The Closet of the Eminently Learned Sir Kenelme Digbie Kt. Opened: Whereby Is Discovered Several Ways for Making of Metheglin, Sider, Cherry-Wine, &c. Together with Excellent Directions for Cookery: As Also for Preserving, Conserving, Candying, &c. (1669), page 111:
TO MAKE A SACK POSSET
Boil two wine-quarts of Sweet-cream in a Possnet; when it hath boiled a little, take it from the fire, and beat the yolks of nine or ten fresh Eggs, and the whites of four with it, beginning with two or three spoonfuls, and adding more till all be incorporated; then set it over the fire, to recover a good degree of heat, but not so much as to boil; and always stir it one way, least you break the consistence. In the mean time, let half a pint of Sack or White muscadin boil a very little in a bason, upon a Chafing-dish of Coals, with three quarters of a pound of Sugar, and three or four quartered Nutmegs, and as many pretty big pieces of sticks of Cinnamon. When this is well scummed, and still very hot, take it from the fire, and immediately pour into it the cream, beginning to pour neer it, but raising by degrees your hand so that it may fall down from a good height; and without anymore to be done, it will then be fit to eat. It is very good kept cold as well as eaten hot. It doth very well with it, to put into the Sack (immediately before you put in the cream) some Ambergreece, or Ambered-sugar, or Pastils. When it is made, you may put powder of Cinnamon and Sugar upon it, if you like it.
[Sack is a dry sherry, aged in port barrels.]
A Righte Merrie Christmasse: The Story of Christ-Tide” by John Ashton (London, 1894)
“At nine or ten o’clock is brewed a large bowl of ‘poor man’s punch’– ale posset! This is the event of the night. Ale posset, or milk and ale posset as some call it, is made in this wise. Set a quart of milk on the fire. While it boils, crumble a twopenny loaf into a deep bowl, upon which pour the boiling milk. Next, set two quarts of good ale to boil, into which grate ginger and nutmeg, adding a quantity of sugar. When the ale nearly boils, add it to the milk and bread in the bowl, stirring it while it is being poured in.

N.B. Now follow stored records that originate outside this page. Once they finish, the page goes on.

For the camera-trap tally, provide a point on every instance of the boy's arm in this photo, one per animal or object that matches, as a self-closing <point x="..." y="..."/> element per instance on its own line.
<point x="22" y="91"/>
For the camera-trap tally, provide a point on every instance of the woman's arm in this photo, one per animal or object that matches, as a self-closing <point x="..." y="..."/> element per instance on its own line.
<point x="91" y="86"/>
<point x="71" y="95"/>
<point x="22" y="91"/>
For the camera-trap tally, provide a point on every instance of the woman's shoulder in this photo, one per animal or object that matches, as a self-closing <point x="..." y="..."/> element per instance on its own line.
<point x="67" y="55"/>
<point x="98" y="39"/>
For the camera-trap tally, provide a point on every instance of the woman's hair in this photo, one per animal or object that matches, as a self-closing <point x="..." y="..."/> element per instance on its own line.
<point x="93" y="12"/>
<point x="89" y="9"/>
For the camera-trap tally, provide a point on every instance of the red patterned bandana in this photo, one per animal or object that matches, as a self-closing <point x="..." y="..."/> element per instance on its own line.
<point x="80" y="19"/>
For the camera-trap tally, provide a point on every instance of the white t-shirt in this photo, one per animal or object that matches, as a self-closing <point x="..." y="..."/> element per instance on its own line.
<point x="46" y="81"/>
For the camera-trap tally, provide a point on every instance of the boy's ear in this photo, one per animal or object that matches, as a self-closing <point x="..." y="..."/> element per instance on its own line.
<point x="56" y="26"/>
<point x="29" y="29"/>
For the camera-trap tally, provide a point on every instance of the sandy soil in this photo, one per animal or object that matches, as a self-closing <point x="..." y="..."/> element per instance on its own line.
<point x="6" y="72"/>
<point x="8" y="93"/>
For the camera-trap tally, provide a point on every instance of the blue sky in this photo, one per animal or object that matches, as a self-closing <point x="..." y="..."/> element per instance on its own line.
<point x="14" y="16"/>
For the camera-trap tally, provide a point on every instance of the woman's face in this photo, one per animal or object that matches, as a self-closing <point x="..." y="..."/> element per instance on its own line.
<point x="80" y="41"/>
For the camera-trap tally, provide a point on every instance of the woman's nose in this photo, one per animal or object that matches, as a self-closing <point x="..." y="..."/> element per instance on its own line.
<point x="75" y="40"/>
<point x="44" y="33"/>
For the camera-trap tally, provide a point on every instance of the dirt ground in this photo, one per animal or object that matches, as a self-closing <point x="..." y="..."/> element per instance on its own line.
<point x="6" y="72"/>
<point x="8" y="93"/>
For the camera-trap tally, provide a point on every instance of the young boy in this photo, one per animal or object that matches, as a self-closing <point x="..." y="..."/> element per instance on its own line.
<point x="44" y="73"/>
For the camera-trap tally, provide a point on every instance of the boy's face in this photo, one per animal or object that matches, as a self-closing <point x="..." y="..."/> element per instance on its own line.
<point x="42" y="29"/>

The bowl of ale posset is then placed in the centre of the table. All the single folks gather round, each provided with a spoon. Then follows an interesting ceremony. A wedding ring, a bone button, and a fourpenny piece are thrown into the bowl, and all begin to eat, each dipping to the bottom of the bowl. He or she who brings up the ring will be the first married; whoever brings up the button will be an old maid or an old bachelor; and he or she who brings out the coin will become the richest. As may be imagined, this creates great fun. When seven shilling gold pieces were in circulation, this was the coin always thrown into the posset.”
I experimented with old recipes and, surprise surprise, didn’t find traditional possets pleasing at all. Well, I don’t mind curdled milk, but not with hot alcohol like ale or sherry. The only variation I enjoyed was my own “invention” — hot frothed milk flavored with honey (or caramel) and whiskey. Not curdled. This winter I spent more time researching hot milk and whiskey drinks and found Scottish Posset and Scáiltín. There is very little information available about them. I do not know how traditional or popular they are now. The only difference between Scottish Posset and “my” recipe is a thickener. I used Xanthan gum instead of oatmeal. I couldn’t resist to modify the recipe a little. There is no reason to strain oats, if you have a good blender. They add silky viscosity to the drink.